Facing a Complex Situation / Fernando Damaso

After a prolonged ordeal, which saw the release of more political statements than medical reports on his state of health — all in an effort to keep hope for a recovery alive in a society as convulsive as Venezuela’s — its president has passed away.

Aside from what this loss means for his country as well as for the left and for Latin American and Caribbean populism — his stature as a charismatic leader makes it difficult to replace him with any of the officialdom’s current leaders — it will lead to many problems after the initial period of grief and mourning has passed. Once people’s lives get back to normal, uncertainty will loom over our country.

Accustomed to living off subsidies from other countries — first for more than thirty years from the former USSR and the defunct Socialist camp, and later from a chavista Venezuela — we once again find ourselves in a disadvantaged position, without having resolved our long economic crisis, and without having created either the conditions or the mechanisms for doing so.

We were committed heart and soul to political and economic agreements with Venezuela, mainly with its president, who in most instances made decisions and took actions based on his own personal judgement, which did not always correspond to the interests of his country, as he tried to emulate Bolívar. Now that he is physically gone, no one can predict how the new authorities will act, and whether they will be confirmed or replaced in the coming constitutionally mandated elections. In the end what happens in Venezuela will not be determined by Cubans, regardless of all the official expressions of support for the chavista authorities, but rather by the Venezuelan people in the exercise of their rights as citizens of a free and sovereign nation that does not tolerate foreign interference.

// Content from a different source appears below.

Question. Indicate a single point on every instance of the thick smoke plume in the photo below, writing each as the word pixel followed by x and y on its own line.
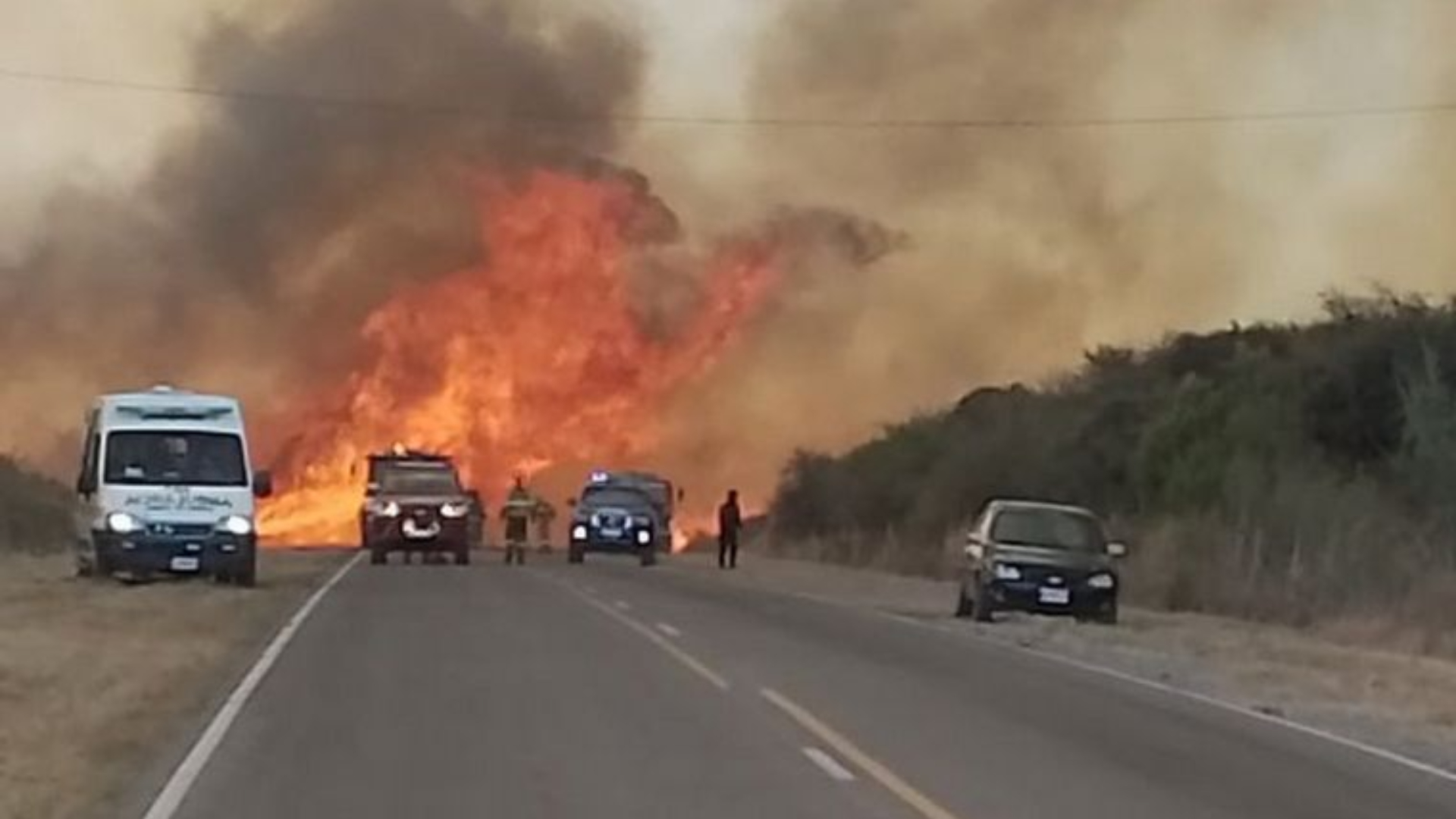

This complex situation for Venezuela, a country rich in petroleum, is even more complex for Cuba, a poor country without properly utilized resources. I think that our authorities, both before and now in the face of this new reality, have been and are analyzing how to avoid the tempest blowing our way. After two disasters we are trying to resolve once and for all our economic problems by ourselves rather than continuing to look to others to pull our chestnuts out of the fire.